Ganga is originally from Barrackpore, a working-class community deep in the sugarcane lands of south Trinidad. He credits his family with supporting his development as a cricketer — which didn’t come cheap, in time or money. It entailed “access to sport facilities, the need for expensive equipment, many hours spent commuting to play and practice, and the need to balance my passion for cricket with my motivation to be equally successful at school,” he says. The foundation, recognising that gifted children often face such challenges, gives its scholarship recipients stipends for school supplies and school uniforms, pays for coaching, and holds four guidance days a year to expose the kids and their parents to information on nutrition, etiquette, and public speaking.

“The success stories are many and extremely rewarding,” Ganga says of the scholarships. Some of them: Gabrielle has sung a solo before the prime minister, Arun and Brittany were national champions in table tennis, Brandon has travelled to Barbados to play cricket with the team from Clarke Road, Penal. “I am so proud of all the winners and their parents,” Ganga says.

The foundation started with a TT$60,000 grant from the Neal and Massy Foundation, and later received a three-year sponsorship worth TT$1.3 million from RBC Royal Bank. It also raises funds through an annual golf tournament. But even with such a high-profile founder, the foundation has noticed the tougher climate for philanthropy since the onset of the global recession. Nonetheless, Ganga says, “I am convinced that corporations see the value in what we do and the results we are achieving, and hopefully this will be the basis for continued support.”

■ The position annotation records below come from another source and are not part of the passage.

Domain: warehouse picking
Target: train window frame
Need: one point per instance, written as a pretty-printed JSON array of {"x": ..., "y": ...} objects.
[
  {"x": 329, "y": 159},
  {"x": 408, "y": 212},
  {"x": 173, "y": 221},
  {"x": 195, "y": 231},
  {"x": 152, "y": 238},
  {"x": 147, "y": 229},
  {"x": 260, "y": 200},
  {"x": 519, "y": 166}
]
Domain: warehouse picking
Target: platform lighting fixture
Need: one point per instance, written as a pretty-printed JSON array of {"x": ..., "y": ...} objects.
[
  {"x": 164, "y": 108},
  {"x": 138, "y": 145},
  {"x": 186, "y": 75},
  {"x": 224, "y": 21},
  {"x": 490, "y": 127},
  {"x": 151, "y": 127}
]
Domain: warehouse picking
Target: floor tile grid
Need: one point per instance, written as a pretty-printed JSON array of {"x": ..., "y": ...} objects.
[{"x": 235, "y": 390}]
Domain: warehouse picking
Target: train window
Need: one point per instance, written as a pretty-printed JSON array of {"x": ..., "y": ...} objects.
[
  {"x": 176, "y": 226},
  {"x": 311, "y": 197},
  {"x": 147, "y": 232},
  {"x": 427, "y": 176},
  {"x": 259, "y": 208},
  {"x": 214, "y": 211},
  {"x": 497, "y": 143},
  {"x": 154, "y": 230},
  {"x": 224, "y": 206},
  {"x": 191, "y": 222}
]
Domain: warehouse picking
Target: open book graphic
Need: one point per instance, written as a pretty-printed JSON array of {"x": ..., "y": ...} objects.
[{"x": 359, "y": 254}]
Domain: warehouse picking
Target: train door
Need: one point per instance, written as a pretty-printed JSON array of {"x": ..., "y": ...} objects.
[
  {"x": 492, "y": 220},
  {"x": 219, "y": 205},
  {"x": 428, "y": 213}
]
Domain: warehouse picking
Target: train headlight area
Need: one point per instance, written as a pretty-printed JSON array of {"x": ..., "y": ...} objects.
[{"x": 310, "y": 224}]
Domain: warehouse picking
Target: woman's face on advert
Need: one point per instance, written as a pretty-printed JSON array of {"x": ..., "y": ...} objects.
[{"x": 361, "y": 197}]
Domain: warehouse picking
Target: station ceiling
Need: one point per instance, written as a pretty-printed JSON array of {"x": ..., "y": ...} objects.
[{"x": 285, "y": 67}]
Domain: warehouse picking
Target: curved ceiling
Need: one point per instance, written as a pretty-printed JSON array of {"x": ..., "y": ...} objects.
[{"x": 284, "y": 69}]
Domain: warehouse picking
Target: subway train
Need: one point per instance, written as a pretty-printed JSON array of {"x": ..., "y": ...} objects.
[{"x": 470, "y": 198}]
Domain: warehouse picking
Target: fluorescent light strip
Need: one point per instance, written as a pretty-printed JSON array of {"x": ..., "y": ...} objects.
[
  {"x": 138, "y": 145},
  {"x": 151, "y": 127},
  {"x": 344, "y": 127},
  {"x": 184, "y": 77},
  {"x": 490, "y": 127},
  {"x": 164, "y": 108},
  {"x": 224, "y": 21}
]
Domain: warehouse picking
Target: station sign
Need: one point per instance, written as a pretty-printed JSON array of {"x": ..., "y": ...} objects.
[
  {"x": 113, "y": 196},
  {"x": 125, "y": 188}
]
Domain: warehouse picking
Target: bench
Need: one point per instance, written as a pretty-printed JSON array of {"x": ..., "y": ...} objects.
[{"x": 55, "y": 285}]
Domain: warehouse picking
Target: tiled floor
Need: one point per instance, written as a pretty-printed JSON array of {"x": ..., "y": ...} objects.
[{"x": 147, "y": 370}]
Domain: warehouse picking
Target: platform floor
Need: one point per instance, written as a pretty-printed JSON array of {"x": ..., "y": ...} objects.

Prospective donors and volunteers can find out more about the work of the foundation on its website and Facebook page. Ganga adds, “Financial contributions are essential to maintaining the operations of the foundation, so we can continue to provide this support to our scholarship winners, and offer the cricket and football camps free of charge. At the same time, we welcome ideas and expertise from those who may have valuable insight and experience as we seek to grow our organisation.

“For the present, I ask that the public keep the foundation in mind and know that, in our own small way, we are trying our best to help as many as we can to start fulfilling their personal dreams in the same way that I did and continue to do.”